Russian National Commercial Bank, a minnow in Russia's banking sector before being bought by the Crimean government in April, plans to make 1 million Crimean residents — almost half the population of Russia's ill-gotten peninsula — into its clients.
Ruslan Arefiyev, the Moscow-based bank's chief of operations in Crimea, told Interfax on Friday that in two months the bank had grown its client base to 100,000 residents, that it was servicing 20,000 legal entities, and that "every day 150 to 200 new corporate clients come to us."
From having no presence in Crimea before Russia annexed the territory from Ukraine in March, Russian National Commercial Bank has 246 branch offices on the peninsula, Arefiyev said — the biggest network of any bank in the region — and plans to add another 25 by the end of June.
The bank has profited from an exodus of Ukrainian banks from Crimea in the aftermath of Russia's land grab, and has gobbled up offices vacated by some of Ukraine's major players — Billionaire Igor Kolomoisky's PrivatBank, Oshadbank, Ukrainian subsidiaries of Russia's VTB, Austria's Raiffaisen and Hungary's OTP.
Arefiyev said the bank aimed to eventually have 30,000 corporate clients. "Before the events of March there were about 30,000 to 35,000 active corporate entities in Crimea — we plan to service roughly this number," he said.
Crimea's population numbers 2.35 million.
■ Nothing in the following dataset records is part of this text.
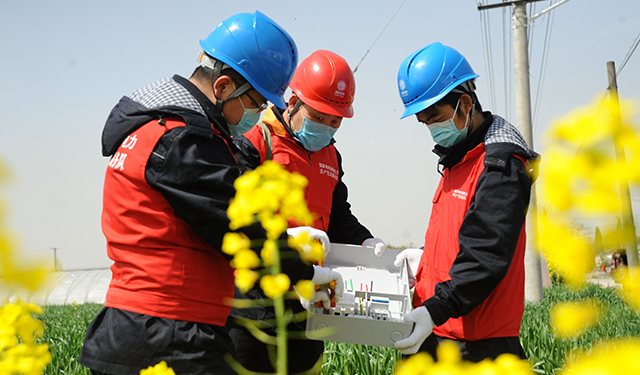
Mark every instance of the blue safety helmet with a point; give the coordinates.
(429, 74)
(257, 48)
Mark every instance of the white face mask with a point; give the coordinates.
(250, 117)
(314, 135)
(445, 133)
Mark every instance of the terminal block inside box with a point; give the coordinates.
(376, 297)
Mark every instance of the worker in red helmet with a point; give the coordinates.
(301, 139)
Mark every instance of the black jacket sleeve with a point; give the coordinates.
(195, 174)
(344, 227)
(247, 155)
(488, 237)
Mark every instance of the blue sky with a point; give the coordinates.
(65, 64)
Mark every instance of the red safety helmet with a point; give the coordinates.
(324, 81)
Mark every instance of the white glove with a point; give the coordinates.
(413, 258)
(378, 245)
(421, 330)
(323, 275)
(314, 233)
(320, 295)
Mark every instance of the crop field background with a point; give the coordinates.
(65, 327)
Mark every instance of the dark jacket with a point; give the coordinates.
(471, 275)
(193, 167)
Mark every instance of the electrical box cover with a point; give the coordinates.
(376, 297)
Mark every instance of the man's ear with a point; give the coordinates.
(293, 99)
(223, 87)
(466, 103)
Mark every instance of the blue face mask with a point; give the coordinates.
(445, 133)
(314, 135)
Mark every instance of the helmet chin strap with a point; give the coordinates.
(473, 111)
(217, 67)
(295, 109)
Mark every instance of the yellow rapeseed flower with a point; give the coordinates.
(246, 279)
(159, 369)
(268, 251)
(19, 353)
(572, 318)
(275, 286)
(564, 249)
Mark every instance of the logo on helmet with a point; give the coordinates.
(402, 86)
(342, 85)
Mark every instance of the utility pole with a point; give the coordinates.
(628, 226)
(55, 259)
(532, 262)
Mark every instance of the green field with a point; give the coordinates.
(65, 327)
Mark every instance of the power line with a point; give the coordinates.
(543, 65)
(628, 56)
(374, 42)
(488, 56)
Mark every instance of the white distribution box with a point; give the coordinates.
(376, 298)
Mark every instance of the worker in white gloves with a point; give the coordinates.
(469, 284)
(323, 276)
(301, 139)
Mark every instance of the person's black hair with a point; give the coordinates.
(452, 98)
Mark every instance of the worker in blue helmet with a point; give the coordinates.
(166, 192)
(469, 276)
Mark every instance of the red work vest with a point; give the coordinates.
(161, 266)
(501, 313)
(320, 167)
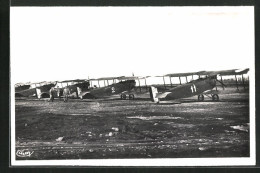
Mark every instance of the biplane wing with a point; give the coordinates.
(195, 87)
(211, 73)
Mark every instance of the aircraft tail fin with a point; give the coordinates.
(153, 93)
(79, 90)
(38, 93)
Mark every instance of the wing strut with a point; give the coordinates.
(139, 85)
(236, 82)
(145, 84)
(171, 81)
(243, 82)
(98, 84)
(164, 83)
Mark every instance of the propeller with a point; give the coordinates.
(223, 85)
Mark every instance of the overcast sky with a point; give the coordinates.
(62, 43)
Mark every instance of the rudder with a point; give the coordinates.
(153, 91)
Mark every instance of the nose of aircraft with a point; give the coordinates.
(132, 84)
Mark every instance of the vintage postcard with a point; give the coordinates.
(132, 86)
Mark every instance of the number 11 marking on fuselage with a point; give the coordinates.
(193, 88)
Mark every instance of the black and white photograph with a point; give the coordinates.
(132, 86)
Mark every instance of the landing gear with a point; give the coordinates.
(131, 97)
(201, 97)
(123, 96)
(215, 97)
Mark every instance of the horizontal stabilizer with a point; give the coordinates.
(162, 95)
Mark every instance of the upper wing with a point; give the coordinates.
(211, 73)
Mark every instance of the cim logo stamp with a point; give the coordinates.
(24, 153)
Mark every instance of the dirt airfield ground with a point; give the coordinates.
(102, 129)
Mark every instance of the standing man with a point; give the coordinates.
(59, 92)
(66, 93)
(52, 92)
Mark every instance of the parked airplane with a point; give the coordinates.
(124, 85)
(39, 90)
(198, 87)
(73, 85)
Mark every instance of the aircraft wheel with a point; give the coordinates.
(131, 97)
(123, 96)
(215, 97)
(201, 97)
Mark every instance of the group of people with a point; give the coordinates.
(66, 93)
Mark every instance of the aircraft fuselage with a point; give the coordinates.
(193, 88)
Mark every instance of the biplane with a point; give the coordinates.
(199, 87)
(38, 90)
(119, 86)
(73, 85)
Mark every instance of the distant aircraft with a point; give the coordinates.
(125, 84)
(74, 86)
(198, 87)
(38, 90)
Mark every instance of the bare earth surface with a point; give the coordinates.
(101, 129)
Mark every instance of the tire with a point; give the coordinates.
(201, 97)
(215, 97)
(131, 97)
(123, 96)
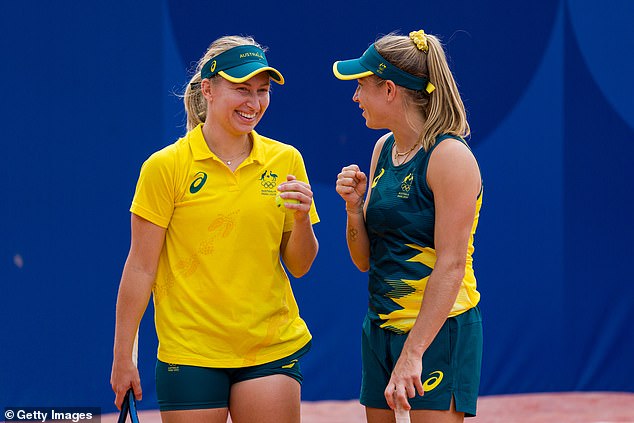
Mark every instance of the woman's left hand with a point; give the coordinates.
(405, 381)
(296, 190)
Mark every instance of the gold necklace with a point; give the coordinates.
(406, 154)
(228, 161)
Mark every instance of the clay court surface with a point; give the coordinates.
(574, 407)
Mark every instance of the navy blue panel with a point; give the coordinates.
(599, 230)
(88, 92)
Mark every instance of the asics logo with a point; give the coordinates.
(433, 381)
(197, 184)
(376, 180)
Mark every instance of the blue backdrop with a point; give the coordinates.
(89, 91)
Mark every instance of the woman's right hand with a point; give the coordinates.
(124, 376)
(351, 186)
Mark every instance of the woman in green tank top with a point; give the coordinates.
(411, 225)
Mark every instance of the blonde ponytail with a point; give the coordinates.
(193, 99)
(442, 109)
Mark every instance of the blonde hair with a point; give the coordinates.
(195, 103)
(443, 109)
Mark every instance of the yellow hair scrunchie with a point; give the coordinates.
(420, 39)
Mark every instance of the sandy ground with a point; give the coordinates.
(572, 407)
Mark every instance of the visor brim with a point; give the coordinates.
(242, 73)
(350, 69)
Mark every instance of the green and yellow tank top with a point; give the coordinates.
(400, 223)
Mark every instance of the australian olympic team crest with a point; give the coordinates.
(268, 180)
(406, 186)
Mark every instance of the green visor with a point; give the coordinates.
(239, 64)
(372, 63)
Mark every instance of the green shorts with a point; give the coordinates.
(181, 387)
(451, 364)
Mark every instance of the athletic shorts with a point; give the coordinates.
(181, 387)
(451, 364)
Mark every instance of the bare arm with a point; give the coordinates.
(351, 186)
(134, 293)
(454, 178)
(299, 246)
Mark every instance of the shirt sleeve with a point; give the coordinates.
(154, 195)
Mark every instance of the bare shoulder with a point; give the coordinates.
(453, 161)
(379, 143)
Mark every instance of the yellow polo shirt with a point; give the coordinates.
(221, 295)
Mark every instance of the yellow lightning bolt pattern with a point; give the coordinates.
(408, 293)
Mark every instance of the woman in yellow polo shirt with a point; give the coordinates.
(214, 216)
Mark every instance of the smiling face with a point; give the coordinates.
(370, 94)
(237, 108)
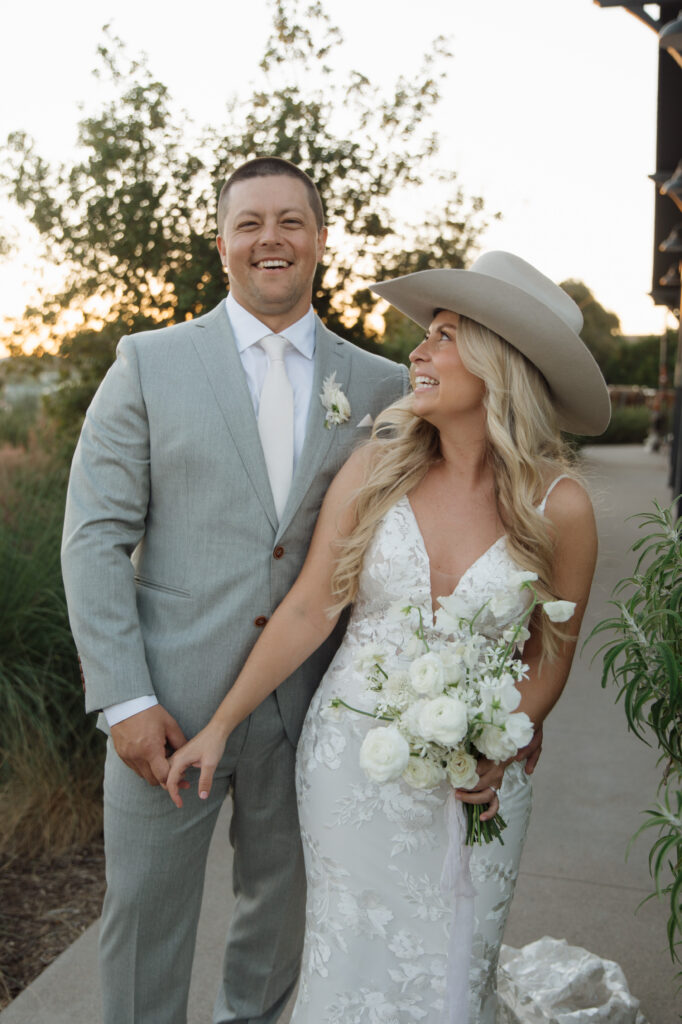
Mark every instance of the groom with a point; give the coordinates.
(195, 487)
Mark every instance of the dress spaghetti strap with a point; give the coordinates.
(541, 507)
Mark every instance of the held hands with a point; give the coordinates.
(485, 792)
(141, 741)
(531, 752)
(492, 774)
(203, 752)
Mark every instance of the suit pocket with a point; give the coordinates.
(162, 587)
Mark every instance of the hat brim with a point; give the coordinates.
(573, 378)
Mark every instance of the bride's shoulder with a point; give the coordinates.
(567, 506)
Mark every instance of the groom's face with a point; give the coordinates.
(270, 246)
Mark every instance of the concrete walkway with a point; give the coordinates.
(593, 782)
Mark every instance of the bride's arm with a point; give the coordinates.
(569, 511)
(297, 628)
(571, 516)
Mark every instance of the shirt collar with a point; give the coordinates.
(248, 330)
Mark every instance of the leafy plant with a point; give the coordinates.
(644, 659)
(50, 757)
(132, 220)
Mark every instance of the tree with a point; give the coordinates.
(133, 220)
(601, 330)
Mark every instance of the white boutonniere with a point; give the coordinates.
(335, 401)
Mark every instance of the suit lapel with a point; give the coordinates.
(214, 343)
(332, 355)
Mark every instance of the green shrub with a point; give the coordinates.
(643, 657)
(17, 419)
(630, 425)
(50, 755)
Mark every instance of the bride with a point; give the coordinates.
(462, 483)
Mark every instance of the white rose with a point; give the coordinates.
(517, 634)
(410, 719)
(426, 676)
(496, 743)
(508, 695)
(384, 754)
(443, 720)
(422, 773)
(461, 770)
(559, 611)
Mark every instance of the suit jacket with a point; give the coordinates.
(172, 555)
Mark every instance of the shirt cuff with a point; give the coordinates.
(117, 713)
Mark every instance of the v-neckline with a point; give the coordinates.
(466, 572)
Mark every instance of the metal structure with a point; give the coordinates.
(667, 262)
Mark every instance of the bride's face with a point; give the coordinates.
(443, 388)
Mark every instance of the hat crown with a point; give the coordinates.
(515, 271)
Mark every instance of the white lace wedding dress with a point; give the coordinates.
(377, 920)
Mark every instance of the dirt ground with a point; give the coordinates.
(44, 906)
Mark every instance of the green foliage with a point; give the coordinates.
(16, 420)
(601, 328)
(629, 425)
(637, 361)
(50, 758)
(643, 657)
(133, 220)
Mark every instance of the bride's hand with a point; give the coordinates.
(203, 752)
(485, 791)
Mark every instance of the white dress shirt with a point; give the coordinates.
(299, 363)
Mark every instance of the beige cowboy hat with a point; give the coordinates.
(507, 295)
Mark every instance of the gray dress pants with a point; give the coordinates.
(156, 862)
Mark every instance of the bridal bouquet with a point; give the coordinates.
(452, 695)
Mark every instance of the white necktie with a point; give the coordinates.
(275, 421)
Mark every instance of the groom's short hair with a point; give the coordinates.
(264, 167)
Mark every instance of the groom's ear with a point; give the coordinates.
(322, 243)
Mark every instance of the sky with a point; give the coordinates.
(548, 112)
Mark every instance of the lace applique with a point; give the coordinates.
(376, 944)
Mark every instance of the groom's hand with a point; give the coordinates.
(141, 741)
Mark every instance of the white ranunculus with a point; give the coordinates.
(522, 576)
(384, 754)
(368, 656)
(443, 720)
(508, 694)
(559, 611)
(496, 743)
(453, 667)
(422, 773)
(455, 606)
(520, 729)
(414, 647)
(517, 634)
(461, 770)
(506, 603)
(426, 675)
(411, 719)
(396, 683)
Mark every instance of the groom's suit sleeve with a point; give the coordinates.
(107, 504)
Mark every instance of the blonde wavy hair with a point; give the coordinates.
(524, 449)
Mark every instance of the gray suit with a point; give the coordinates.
(173, 559)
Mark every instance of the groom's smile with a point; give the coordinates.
(270, 246)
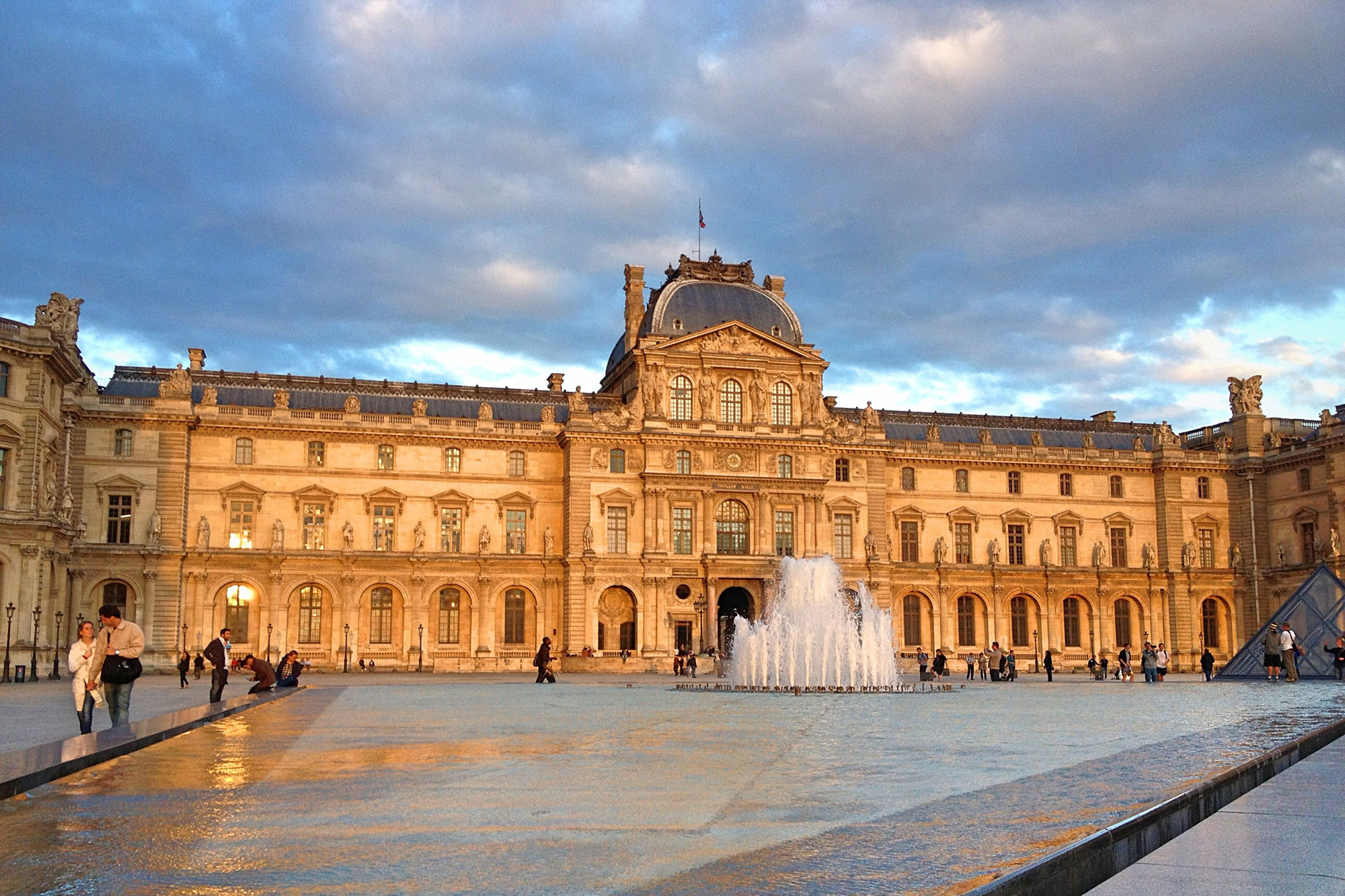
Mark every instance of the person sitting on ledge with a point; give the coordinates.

If the bank reaches its million client target, it will be servicing over half of the region's economically active population.
Before the Crimean government took over full ownership in April, Russian National Commercial Bank belonged to Bank of Moscow, part of the country's second-largest banking group, state-owned VTB. On Jan. 1, it was Russia's 609th largest bank, with assets of 1.95 billion rubles ($56 million), according to ratings agency RIA Ratings.